O primeiro-ministro António Costa apresentou o programa do Governo no primeiro de dois dias de debate no Parlamento sobre o documento que foi divulgado na semana passada. Entre as propostas referidas pelo líder do Executivo, destacam-se as medidas para travar os aumentos dos preços na energia. O primeiro-ministro afirmou que amanhã será apresentado um novo pacote de medidas para responder à subida dos preços dos bens energéticos e alimentares.

Segundo António Costa, esse novo conjunto de medidas vai assentar em quatro eixos, o primeiro dos quais dirigido “à contenção dos preços da energia”.

A redução do Imposto sobre os combustíveis (ISP) foi uma das que mais sobressaiu durante o discurso do primeiro-ministro. “Vamos avançar com uma redução do ISP equivalente à redução do IVA para 13%”, anunciou António Costa.

Isto corresponde a uma diminuição de 52% de acréscimo do preço do gasóleo e de 64% no preço da gasolina desde que começou a crise gerada pelo aumento dos preços dos combustíveis, em outubro do ano passado.

Quanto à eletricidade, António Costa referiu que o executivo apresentou na semana passada em Bruxelas uma proposta ibérica que limita o contágio dos preços da eletricidade pelo preço do gás.

“Esta proposta pode resultar, em Portugal, numa poupança para famílias e empresas na ordem dos 690 milhões de euros por mês, suportados diretamente pelo setor elétrico”, disse.

O segundo eixo de atuação do Governo serão os apoios à produção, vertente em que o Executivo irá suportar uma parte do aumento dos custos com gás das empresas intensivas em energia.

António Costa afirmou a seguir que também será criado “o gás profissional para abastecimento do transporte de mercadorias e alargaremos ao setor social o desconto de 30 cêntimos por litro nos combustíveis”.

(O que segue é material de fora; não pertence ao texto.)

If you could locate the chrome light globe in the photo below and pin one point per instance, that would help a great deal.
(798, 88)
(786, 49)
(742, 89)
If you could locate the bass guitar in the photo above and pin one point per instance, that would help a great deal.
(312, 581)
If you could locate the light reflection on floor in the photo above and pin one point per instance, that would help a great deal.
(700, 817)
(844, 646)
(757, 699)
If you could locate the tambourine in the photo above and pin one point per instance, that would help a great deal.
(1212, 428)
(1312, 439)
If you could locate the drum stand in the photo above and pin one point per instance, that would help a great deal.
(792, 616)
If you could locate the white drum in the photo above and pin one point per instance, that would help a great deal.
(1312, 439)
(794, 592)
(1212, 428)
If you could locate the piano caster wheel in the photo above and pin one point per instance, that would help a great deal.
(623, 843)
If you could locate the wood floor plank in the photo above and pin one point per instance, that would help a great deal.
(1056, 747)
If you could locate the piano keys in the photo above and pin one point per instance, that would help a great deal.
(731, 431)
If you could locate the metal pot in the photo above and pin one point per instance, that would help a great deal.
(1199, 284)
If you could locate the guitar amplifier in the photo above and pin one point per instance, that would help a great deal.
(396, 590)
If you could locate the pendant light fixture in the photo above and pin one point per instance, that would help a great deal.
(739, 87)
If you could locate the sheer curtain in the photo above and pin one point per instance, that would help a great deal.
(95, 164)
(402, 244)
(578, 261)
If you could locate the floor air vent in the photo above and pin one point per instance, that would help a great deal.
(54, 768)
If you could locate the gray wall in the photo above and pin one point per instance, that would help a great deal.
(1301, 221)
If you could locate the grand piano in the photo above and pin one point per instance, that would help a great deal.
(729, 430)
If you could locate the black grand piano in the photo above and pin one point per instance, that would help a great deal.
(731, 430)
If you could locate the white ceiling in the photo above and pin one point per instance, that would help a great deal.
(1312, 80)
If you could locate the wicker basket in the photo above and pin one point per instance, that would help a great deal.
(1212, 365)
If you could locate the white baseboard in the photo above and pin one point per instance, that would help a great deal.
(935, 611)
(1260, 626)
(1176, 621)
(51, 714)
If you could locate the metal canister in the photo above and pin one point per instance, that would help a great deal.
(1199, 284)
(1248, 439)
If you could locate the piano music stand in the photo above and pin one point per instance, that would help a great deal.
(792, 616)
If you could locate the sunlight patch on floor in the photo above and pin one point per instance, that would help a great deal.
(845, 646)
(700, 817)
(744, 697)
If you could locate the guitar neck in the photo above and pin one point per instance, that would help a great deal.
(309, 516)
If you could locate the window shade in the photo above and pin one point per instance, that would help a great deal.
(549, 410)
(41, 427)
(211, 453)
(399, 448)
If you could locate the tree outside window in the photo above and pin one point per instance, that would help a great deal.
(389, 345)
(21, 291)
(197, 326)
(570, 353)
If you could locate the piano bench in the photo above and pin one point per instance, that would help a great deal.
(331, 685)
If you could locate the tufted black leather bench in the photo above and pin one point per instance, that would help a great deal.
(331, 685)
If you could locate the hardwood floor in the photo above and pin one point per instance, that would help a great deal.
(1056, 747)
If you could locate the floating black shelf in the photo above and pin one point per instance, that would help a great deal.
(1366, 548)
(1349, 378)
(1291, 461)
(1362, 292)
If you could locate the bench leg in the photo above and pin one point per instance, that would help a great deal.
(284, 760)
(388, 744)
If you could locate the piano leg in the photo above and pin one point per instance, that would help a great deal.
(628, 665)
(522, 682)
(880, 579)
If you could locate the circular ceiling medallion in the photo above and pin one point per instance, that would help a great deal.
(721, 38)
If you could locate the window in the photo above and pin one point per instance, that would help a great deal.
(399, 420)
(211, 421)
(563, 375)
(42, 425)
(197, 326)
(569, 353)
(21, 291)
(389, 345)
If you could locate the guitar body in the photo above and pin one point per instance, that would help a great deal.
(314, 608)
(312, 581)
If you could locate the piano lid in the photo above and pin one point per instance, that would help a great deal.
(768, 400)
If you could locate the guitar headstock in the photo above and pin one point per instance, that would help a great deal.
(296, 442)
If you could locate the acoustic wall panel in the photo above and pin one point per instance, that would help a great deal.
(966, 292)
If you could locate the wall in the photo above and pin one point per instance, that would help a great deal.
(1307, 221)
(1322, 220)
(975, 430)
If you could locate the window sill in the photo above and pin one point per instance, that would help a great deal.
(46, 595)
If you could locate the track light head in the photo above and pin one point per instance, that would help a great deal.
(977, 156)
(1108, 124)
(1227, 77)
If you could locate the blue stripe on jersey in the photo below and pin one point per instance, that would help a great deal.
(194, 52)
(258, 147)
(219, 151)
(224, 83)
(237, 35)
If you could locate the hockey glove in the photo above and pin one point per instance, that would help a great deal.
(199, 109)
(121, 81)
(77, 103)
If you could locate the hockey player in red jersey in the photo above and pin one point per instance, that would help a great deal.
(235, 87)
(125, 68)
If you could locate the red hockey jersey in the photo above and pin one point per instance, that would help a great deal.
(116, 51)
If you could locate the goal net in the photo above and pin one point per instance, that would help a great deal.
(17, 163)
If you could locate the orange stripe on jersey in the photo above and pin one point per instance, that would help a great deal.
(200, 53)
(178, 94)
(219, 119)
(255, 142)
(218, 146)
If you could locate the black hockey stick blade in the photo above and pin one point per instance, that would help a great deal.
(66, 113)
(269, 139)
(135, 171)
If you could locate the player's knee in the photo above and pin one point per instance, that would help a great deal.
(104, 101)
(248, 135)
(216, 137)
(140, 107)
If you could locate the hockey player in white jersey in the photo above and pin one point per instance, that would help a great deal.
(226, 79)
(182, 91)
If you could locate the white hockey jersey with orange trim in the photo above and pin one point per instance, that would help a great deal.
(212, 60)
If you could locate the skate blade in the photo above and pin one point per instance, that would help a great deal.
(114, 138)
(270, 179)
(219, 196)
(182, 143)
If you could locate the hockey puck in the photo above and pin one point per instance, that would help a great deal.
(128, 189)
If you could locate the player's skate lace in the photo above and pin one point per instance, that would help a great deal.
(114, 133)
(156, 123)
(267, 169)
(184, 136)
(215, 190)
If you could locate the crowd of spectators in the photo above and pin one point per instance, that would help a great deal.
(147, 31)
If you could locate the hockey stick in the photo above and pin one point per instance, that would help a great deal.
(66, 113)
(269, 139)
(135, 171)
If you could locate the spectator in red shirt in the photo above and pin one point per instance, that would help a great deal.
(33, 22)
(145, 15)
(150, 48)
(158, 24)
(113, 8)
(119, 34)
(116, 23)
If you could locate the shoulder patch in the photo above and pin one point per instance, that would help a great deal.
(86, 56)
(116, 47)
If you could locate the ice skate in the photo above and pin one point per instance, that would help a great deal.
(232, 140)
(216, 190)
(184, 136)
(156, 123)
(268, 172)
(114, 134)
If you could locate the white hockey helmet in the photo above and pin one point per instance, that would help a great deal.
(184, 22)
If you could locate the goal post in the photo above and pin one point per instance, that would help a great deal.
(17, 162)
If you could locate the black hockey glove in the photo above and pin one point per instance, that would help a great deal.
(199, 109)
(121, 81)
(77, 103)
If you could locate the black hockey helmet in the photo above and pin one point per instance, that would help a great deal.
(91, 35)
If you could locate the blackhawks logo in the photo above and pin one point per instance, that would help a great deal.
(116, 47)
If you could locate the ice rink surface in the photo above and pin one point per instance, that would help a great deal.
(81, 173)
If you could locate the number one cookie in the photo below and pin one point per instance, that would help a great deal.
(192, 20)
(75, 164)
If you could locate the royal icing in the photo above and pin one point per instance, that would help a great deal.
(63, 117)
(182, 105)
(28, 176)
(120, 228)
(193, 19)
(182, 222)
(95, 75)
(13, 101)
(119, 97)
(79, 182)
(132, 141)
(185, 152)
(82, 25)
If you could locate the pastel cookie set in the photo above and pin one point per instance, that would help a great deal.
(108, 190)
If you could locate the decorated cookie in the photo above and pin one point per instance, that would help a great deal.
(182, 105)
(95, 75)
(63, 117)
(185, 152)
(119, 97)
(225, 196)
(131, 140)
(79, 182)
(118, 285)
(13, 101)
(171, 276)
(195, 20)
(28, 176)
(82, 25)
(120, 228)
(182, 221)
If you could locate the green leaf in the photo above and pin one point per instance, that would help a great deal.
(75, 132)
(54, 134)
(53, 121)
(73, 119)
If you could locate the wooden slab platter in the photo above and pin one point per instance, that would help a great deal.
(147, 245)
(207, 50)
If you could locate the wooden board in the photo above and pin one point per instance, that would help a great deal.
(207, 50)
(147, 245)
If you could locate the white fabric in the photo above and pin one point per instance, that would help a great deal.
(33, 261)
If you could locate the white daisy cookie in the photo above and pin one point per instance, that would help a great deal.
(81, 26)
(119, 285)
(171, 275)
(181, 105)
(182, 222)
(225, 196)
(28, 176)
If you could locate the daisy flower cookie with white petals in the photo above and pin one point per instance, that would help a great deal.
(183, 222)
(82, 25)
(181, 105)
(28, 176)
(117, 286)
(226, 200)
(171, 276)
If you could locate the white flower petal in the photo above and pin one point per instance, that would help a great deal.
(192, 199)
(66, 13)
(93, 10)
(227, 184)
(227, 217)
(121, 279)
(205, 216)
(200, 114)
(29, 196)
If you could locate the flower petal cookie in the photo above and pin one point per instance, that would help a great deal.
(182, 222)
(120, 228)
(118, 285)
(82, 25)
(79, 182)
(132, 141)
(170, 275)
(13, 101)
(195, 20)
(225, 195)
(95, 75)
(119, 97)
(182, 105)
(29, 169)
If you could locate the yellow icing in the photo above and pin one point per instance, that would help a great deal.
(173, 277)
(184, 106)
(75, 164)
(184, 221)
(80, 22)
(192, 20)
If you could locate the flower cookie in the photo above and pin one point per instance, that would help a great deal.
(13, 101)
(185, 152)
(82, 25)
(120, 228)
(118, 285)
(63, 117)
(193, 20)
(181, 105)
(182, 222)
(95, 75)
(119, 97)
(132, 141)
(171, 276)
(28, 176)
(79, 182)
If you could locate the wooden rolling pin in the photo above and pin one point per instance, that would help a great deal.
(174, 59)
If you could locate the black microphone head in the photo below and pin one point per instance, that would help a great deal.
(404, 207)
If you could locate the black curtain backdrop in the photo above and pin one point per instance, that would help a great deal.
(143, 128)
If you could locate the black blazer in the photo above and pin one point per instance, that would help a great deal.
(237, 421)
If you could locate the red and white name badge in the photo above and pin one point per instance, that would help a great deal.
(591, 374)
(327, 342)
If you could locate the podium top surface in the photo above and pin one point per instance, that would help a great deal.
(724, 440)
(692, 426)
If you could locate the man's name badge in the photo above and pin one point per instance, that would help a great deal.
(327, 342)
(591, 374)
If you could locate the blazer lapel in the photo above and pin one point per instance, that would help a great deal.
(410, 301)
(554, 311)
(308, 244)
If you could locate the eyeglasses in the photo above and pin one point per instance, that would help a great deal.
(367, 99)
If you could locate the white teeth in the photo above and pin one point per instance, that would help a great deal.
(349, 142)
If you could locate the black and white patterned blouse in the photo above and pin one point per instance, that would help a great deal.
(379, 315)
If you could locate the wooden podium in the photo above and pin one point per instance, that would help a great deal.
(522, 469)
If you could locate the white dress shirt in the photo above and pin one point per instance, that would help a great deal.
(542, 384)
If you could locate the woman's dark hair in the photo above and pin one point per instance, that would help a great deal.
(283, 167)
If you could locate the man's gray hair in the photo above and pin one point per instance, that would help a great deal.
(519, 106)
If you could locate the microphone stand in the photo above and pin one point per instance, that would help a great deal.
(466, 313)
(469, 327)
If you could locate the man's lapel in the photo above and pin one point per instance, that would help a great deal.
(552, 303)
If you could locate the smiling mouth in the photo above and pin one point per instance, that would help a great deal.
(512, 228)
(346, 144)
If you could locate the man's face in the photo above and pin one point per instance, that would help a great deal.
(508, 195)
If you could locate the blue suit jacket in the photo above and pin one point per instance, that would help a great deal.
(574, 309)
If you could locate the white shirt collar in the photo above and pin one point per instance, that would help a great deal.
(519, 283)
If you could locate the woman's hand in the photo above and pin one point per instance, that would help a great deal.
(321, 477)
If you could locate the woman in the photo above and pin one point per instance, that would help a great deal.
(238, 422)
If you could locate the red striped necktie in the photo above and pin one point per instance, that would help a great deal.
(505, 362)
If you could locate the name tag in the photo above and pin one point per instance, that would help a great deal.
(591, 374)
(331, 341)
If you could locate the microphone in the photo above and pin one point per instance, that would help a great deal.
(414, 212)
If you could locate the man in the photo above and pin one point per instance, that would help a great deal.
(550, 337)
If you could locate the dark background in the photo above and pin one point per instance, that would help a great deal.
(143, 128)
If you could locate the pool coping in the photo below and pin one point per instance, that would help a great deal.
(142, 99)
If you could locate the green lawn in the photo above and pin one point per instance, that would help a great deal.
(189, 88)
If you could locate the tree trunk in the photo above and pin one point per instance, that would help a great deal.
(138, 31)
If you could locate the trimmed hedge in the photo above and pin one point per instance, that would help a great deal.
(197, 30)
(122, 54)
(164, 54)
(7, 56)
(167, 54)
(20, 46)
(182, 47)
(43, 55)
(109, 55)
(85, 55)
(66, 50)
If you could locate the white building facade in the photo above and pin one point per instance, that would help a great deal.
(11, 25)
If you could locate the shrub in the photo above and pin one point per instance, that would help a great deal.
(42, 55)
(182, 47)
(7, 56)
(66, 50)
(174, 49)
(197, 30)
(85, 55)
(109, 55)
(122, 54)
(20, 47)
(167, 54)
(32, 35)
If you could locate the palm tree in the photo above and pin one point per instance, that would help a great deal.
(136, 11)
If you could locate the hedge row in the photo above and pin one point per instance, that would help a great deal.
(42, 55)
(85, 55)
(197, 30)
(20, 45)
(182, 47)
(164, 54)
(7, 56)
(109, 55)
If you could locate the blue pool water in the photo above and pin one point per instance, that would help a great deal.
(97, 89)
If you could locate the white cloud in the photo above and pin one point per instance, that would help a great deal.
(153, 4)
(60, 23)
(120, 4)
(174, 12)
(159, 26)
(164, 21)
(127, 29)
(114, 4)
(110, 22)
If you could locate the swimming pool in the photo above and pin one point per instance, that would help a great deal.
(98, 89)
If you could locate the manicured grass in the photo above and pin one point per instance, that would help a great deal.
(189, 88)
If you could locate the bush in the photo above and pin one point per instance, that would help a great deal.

O terceiro eixo deste pacote inclui medidas para apoiar as famílias mais vulneráveis “face ao acréscimo do custo dos bens essenciais”. A primeira prevê o alargamento a todas as famílias com prestações sociais mínimas o apoio, que já está em vigor, ao preço do cabaz alimentar e das botijas de gás.

De forma a preparar “crises futuras”, António Costa fez notar que pretende “acelerar a transição energética”. Este é o quarto eixo.

“Seja por via da simplificação dos procedimentos relativos à descarbonização da indústria e à instalação de painéis solares, seja pela redução para a taxa mínima do IVA dos equipamentos elétricos que permitam menor dependência de gás por parte de família”, deu como exemplo o líder do Governo.